Two trained interventional cardiologists were shown patches from the test set and asked to make predictions on lesion status (FCL or NCL). Cardiologists were blinded to one another’s predictions as well as the angiography-derived parameters for the lesions. In cases where discordance existed between predictions for a lesion (1 x FCL, 1 x NCL), a third cardiologist provided a prediction and majority voting was used to define an overall human prediction for the lesion. Given that the DL algorithm was trained and tested on data with a similar proportion of FCL, cardiologists were made aware of the approximate proportion of FCL in the test set before giving their predictions.

Endpoints

The coprimary endpoints used for the evaluation of global predictive capacity for future MI were: (1) area under the curve (AUC) and (2) Net Reclassification Index (NRI) of DL compared with angiographic parameters (diameter stenosis, area stenosis, QFR).

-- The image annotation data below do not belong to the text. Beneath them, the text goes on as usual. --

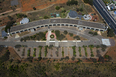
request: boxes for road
[0,27,102,47]
[93,0,116,34]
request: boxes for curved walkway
[0,27,102,47]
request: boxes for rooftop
[10,19,105,32]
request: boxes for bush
[101,44,107,51]
[64,30,68,34]
[58,34,65,40]
[27,49,30,56]
[66,0,78,6]
[62,10,66,13]
[62,51,64,57]
[93,32,98,36]
[33,7,36,10]
[83,0,93,5]
[15,44,21,48]
[5,21,15,32]
[8,16,13,20]
[0,50,10,63]
[55,30,60,38]
[79,8,83,12]
[107,28,115,37]
[54,63,60,70]
[73,36,80,40]
[55,6,60,10]
[16,13,27,18]
[44,16,49,19]
[50,34,54,38]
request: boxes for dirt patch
[8,47,21,60]
[21,0,68,11]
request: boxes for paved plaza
[15,47,106,59]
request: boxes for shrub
[58,34,65,40]
[73,36,80,40]
[54,63,60,70]
[101,44,107,51]
[107,28,115,37]
[55,30,60,38]
[66,0,78,6]
[50,34,54,38]
[64,30,68,34]
[83,0,93,5]
[55,6,60,10]
[27,49,30,56]
[69,33,73,36]
[15,44,21,48]
[16,13,27,18]
[33,7,36,10]
[62,51,64,57]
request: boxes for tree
[55,6,60,10]
[64,30,68,35]
[33,7,36,10]
[107,28,115,37]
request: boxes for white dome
[20,18,29,24]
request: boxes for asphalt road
[0,27,102,47]
[93,0,116,34]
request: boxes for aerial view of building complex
[0,0,116,77]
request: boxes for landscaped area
[20,30,87,41]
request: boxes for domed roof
[20,18,29,24]
[69,10,78,18]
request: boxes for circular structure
[69,10,78,19]
[20,18,29,24]
[50,34,54,38]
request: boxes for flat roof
[69,10,78,18]
[10,19,105,32]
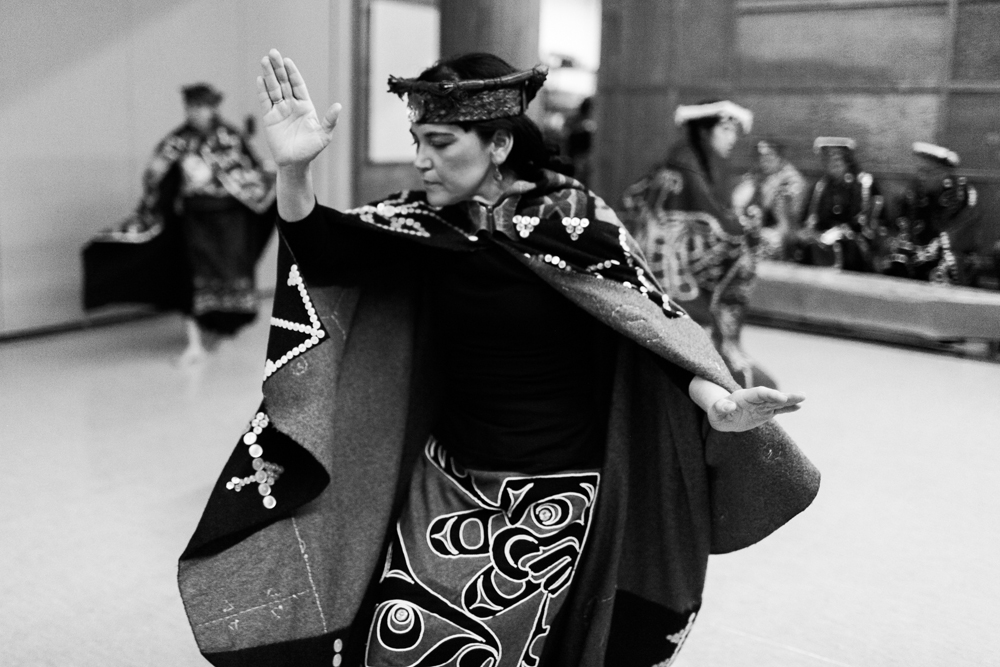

The secondary endpoints were the accuracy, sensitivity, specificity, positive predictive value (PPV) and negative predictive value (NPV) of DL as compared with predictions of FCL from humans and those derived from angiographic parameters.

Statistical methods

For each angiographic predictor (diameter stenosis, area stenosis, QFR), a logistic regression model was fitted to data in the training set. The Youden J statistic was used to define the optimal cut-off for the prediction of lesion status. The fitted regression models were used to generate probabilities for culprit status for each lesion in the test set. For each angiographic parameter, the calculated optimal cut-off was used to predict culprit status of each lesion in the test set. For the fitted DL model, a cut-off of 0.5 was used to predict culprit status for each lesion in the test set. Comparisons between the AUC of different models were performed using Delong’s test. NRI was used to quantify if the DL model provided clinically relevant improvements in prediction when compared with each angiographic parameter. Based on the defined cut-off for each model, a confusion matrix was generated and accuracy, sensitivity, specificity, PPV, NPV, along with 95% CIs, were calculated. Statistical analysis was performed with Python V.3.8.4 and R V.4.1.1 (R Foundation for Statistical Computing, Vienna, Austria). A p≤0.05 was defined as statistically significant.